In just about four hours, my great home state of Virginia will execute Teresa Lewis. She's my age, and a grandmother (yikes), and eight years ago, she conspired with her boyfriend and another man to murder her husband.  In the process of killing him, the two men also killed her stepson.  For that crime, she will be put to death by lethal injection at 9:00 PM tonight.

Many arguments have been made on the part of the defense about her mental capacity.  She's...well...not all that smart.  The defense has also pointed out that neither of her co-conspirators were sentenced to die, even though they were the ones who actually committed the killings.

And, you know, she's a girl, which is why this case has garnered more attention than say, if she'd just been one of those brownish men our society seems to have very little compunction killing.  Virginia hasn't killed a woman in 100 years.  In the US, we haven't executed a woman in five years. 

None of that mattered to Gov. O'Donnell, who showed the depth of Republican commitment to gender equality by indicating that he could see "no compelling reason" to commute her sentence to life imprisonment.  So she is, without question, going to die.

What I find interesting is the root of the "killing a woman" thing.  Though it's an antiquated and regressive thing to think, I suspect much of the distaste comes from the idea of causing harm to someone weaker than you.  Yeah, I know, women can be fierce and ferocious.  But among male human animals, there's a pretty basic assumption in the better natures of most cultures that to harm or abuse someone who is not in a position of power is fundamentally ignoble.  A truly strong man doesn't inflict harm on those who are less powerful.  That's the bailiwick of the world's bullies and sadists.

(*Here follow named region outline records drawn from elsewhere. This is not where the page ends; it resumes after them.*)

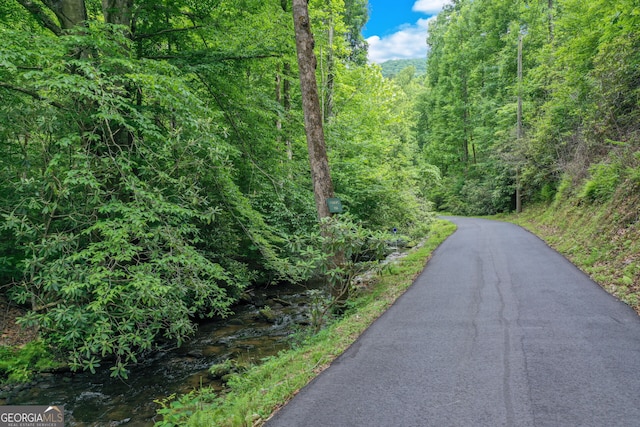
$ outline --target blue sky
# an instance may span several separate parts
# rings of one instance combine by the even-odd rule
[[[369,0],[369,22],[363,35],[369,61],[424,58],[427,27],[448,0]]]

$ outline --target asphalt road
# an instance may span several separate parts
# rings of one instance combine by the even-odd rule
[[[640,318],[540,239],[458,230],[266,425],[640,426]]]

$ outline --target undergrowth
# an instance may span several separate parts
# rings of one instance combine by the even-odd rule
[[[385,268],[349,302],[345,315],[291,350],[232,375],[223,394],[204,388],[159,401],[156,427],[259,426],[311,379],[326,369],[390,307],[423,270],[431,252],[455,225],[434,221],[425,245]]]
[[[640,181],[631,175],[616,185],[612,170],[594,169],[578,191],[564,186],[551,205],[506,219],[530,229],[640,314]]]

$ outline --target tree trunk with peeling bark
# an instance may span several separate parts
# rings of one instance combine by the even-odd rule
[[[313,179],[313,193],[318,218],[331,216],[327,199],[333,197],[333,184],[329,172],[327,149],[322,128],[322,111],[316,82],[316,56],[307,0],[293,0],[293,20],[296,34],[296,50],[300,70],[302,108],[309,150],[309,163]]]

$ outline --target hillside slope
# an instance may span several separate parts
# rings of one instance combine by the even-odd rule
[[[508,219],[544,239],[640,314],[640,183],[626,179],[608,200],[589,201],[589,182]]]

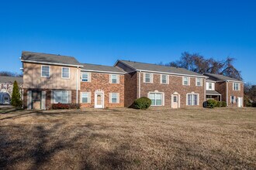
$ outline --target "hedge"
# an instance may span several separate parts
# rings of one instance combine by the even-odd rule
[[[136,109],[145,110],[150,107],[150,105],[151,105],[151,100],[150,100],[146,97],[142,97],[134,100],[134,107]]]

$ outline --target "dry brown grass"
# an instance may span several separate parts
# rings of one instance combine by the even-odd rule
[[[0,169],[255,169],[255,134],[253,108],[2,109]]]

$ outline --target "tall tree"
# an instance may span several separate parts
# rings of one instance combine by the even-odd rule
[[[242,80],[240,71],[234,66],[235,59],[227,57],[225,60],[216,60],[213,58],[206,59],[199,53],[190,54],[188,52],[182,53],[181,58],[171,62],[166,66],[182,67],[198,73],[218,73]]]
[[[22,100],[16,80],[14,81],[11,104],[15,107],[21,107]]]

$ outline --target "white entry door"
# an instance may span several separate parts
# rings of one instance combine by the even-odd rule
[[[103,93],[95,93],[95,108],[104,108],[104,94],[103,94]]]
[[[237,107],[240,107],[243,106],[243,97],[237,97]]]

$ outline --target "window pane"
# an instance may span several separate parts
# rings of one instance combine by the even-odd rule
[[[69,69],[68,68],[62,68],[62,77],[69,78]]]
[[[117,83],[117,76],[116,75],[112,75],[111,76],[111,80],[112,83]]]
[[[88,74],[87,73],[83,73],[81,74],[81,81],[84,81],[84,82],[88,81]]]

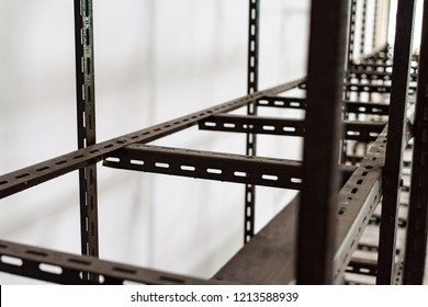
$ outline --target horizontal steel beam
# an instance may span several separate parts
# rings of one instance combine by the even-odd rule
[[[371,259],[352,259],[346,270],[347,273],[376,276],[378,262]]]
[[[148,145],[131,145],[105,158],[105,167],[299,190],[302,163]]]
[[[367,93],[391,93],[391,86],[387,84],[367,84],[367,83],[346,83],[346,89],[351,92]],[[416,92],[416,86],[409,86],[408,93]]]
[[[305,136],[305,121],[252,115],[219,114],[200,121],[199,128],[229,133]],[[373,141],[386,123],[345,121],[345,139]]]
[[[304,98],[263,96],[257,101],[259,106],[306,110]],[[390,105],[376,102],[345,101],[345,111],[354,114],[388,115]]]
[[[31,247],[0,240],[0,271],[59,284],[213,284],[138,266],[103,261],[97,258]],[[83,280],[95,274],[99,281]]]
[[[74,170],[97,163],[104,155],[121,149],[129,144],[149,143],[176,132],[196,125],[199,121],[214,114],[234,111],[266,95],[277,95],[299,87],[305,79],[299,79],[264,91],[232,100],[187,116],[165,122],[148,128],[126,134],[67,155],[8,173],[0,177],[0,198],[4,198],[31,186],[41,184]]]
[[[350,77],[360,79],[360,80],[383,80],[390,81],[392,78],[392,72],[388,71],[378,71],[378,70],[354,70],[351,69],[347,71]],[[410,80],[416,81],[418,75],[410,73]]]

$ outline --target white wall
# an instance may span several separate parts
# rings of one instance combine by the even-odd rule
[[[305,76],[308,0],[261,2],[263,89]],[[94,0],[98,140],[244,95],[247,15],[247,0]],[[0,0],[0,39],[3,174],[77,147],[72,1]],[[195,128],[156,144],[245,152],[244,135]],[[261,137],[259,154],[300,159],[300,146]],[[77,183],[1,200],[0,238],[79,253]],[[258,229],[292,197],[257,195]],[[244,186],[100,166],[99,215],[102,259],[210,277],[241,246]]]

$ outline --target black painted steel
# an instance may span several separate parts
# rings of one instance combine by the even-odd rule
[[[92,0],[75,0],[75,37],[78,147],[81,149],[97,144]],[[98,257],[95,164],[79,169],[79,200],[81,252]]]
[[[260,1],[249,0],[248,19],[248,94],[258,91],[259,80],[259,24],[260,24]],[[257,101],[247,105],[248,115],[257,115]],[[257,136],[247,134],[247,156],[257,155]],[[256,186],[248,183],[245,185],[244,194],[244,243],[248,242],[255,235],[255,213],[256,213]]]
[[[345,121],[343,139],[370,143],[383,130],[384,122]],[[221,114],[199,123],[200,129],[229,133],[251,133],[266,135],[305,136],[305,121],[261,116]]]
[[[424,1],[404,284],[423,284],[428,232],[428,1]]]
[[[395,270],[395,239],[403,151],[406,145],[404,133],[415,3],[414,0],[398,0],[397,7],[376,284],[392,284]]]
[[[148,145],[112,152],[104,166],[293,190],[302,183],[300,161]]]
[[[348,4],[342,0],[312,1],[297,231],[299,284],[333,283]]]
[[[4,240],[0,240],[0,271],[70,285],[216,283]],[[85,275],[97,275],[99,280],[87,280]]]
[[[82,148],[54,159],[16,170],[0,177],[0,198],[4,198],[20,191],[24,191],[34,185],[46,182],[56,177],[60,177],[77,169],[97,163],[114,150],[124,148],[136,143],[149,143],[155,139],[171,135],[176,132],[194,126],[199,121],[214,114],[230,112],[241,106],[246,106],[251,101],[266,95],[277,95],[281,92],[299,87],[305,79],[286,82],[271,89],[256,92],[250,95],[238,98],[223,104],[218,104],[205,110],[201,110],[189,115],[160,123],[148,128],[144,128],[131,134],[126,134],[110,140],[105,140],[87,148]]]

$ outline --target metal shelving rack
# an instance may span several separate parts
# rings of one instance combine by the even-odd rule
[[[388,22],[379,24],[379,13],[390,10],[390,1],[376,0],[373,52],[359,60],[357,15],[362,16],[359,47],[364,53],[367,1],[361,11],[357,0],[312,2],[307,78],[259,91],[260,0],[249,0],[247,95],[97,143],[92,0],[75,0],[79,149],[1,175],[0,197],[78,170],[81,254],[0,240],[0,271],[61,284],[340,284],[356,283],[349,277],[354,273],[378,284],[420,284],[428,203],[428,1],[418,67],[410,65],[415,1],[398,0],[392,56],[387,45],[375,45],[386,36]],[[289,94],[296,89],[304,99]],[[382,101],[372,101],[375,94]],[[416,95],[414,120],[407,116],[410,94]],[[229,114],[239,107],[247,107],[247,115]],[[306,117],[261,117],[259,107],[304,110]],[[148,145],[195,125],[246,134],[246,155]],[[258,134],[304,137],[303,162],[258,157]],[[404,151],[412,149],[412,163],[403,162]],[[245,184],[246,245],[211,280],[100,260],[101,161],[110,168]],[[409,168],[409,184],[401,184]],[[259,234],[254,230],[256,185],[302,191]],[[408,203],[399,201],[399,190],[409,194]],[[408,215],[398,215],[398,205]],[[380,228],[380,245],[364,241],[369,228]],[[396,245],[397,229],[406,232],[404,246]],[[364,252],[379,259],[364,259]]]

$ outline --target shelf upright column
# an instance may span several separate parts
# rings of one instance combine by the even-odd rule
[[[362,1],[361,13],[360,57],[363,57],[365,54],[367,0]]]
[[[331,284],[349,1],[313,0],[297,284]]]
[[[392,72],[383,201],[379,239],[378,284],[392,284],[398,226],[399,181],[405,148],[404,125],[408,99],[415,0],[398,0]]]
[[[260,0],[249,0],[248,22],[248,76],[247,92],[252,94],[258,91],[259,79],[259,19]],[[248,103],[248,115],[257,115],[257,101]],[[256,156],[256,134],[247,134],[247,156]],[[244,243],[247,243],[255,235],[256,215],[256,185],[245,185],[245,220],[244,220]]]
[[[428,232],[428,1],[424,1],[404,284],[421,285]]]
[[[378,47],[379,0],[374,0],[372,49]]]
[[[92,0],[75,0],[78,147],[95,139]],[[97,164],[79,170],[81,252],[98,257]],[[94,276],[83,276],[91,278]]]

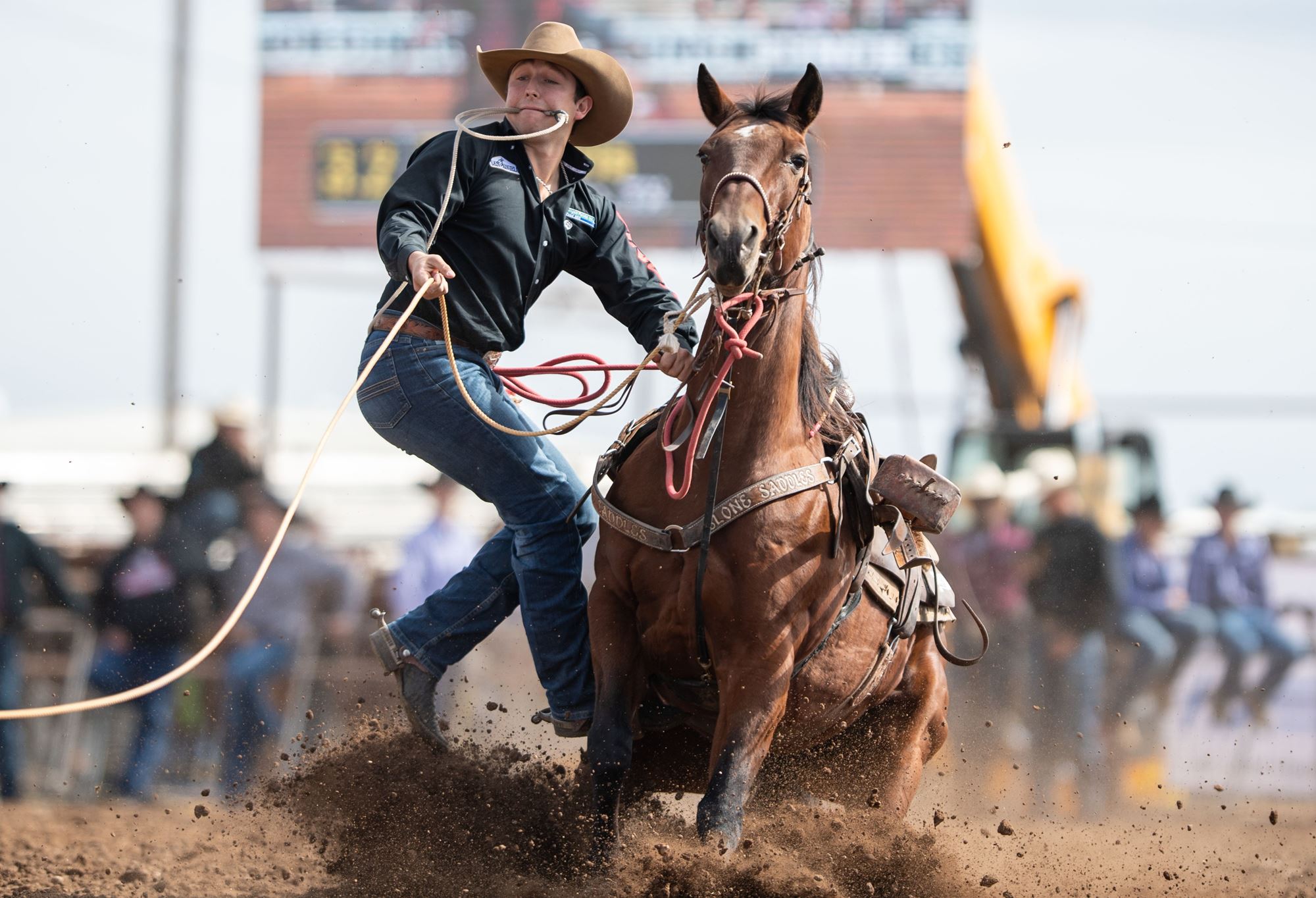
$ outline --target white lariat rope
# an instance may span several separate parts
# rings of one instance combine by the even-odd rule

My grandfather, for instance, once told me that there is no lower form of man than one who would strike a woman.  Though he was a gentle man, he said it with a rare glint in his eye, a glint which told me few things made him angrier.  Yeah, that's a bit patriarchal, but in a beneficent way.  It recognizes that most men are physically stronger than most women.  To use that strength to oppress or hurt those physically weaker than you is a sign that you are socially weak and spiritually stunted.

That same ethic applies in war.  To kill a combatant is one thing.  It's the nature of war.  To kill a helpless enemy, one who is in your power and unable to defend themselves, that's another.  It's the difference between a noble warrior and a butcher.    Even if that person has recently been lobbing shells at your position, and even if they may have killed your comrades in arms in combat, it's still  fundamentally ignoble to slay someone who has been rendered powerless. 

Which, of course, is exactly what American society does every single time it executes a prisoner.   A pity we don't find nobility to be "a compelling reason."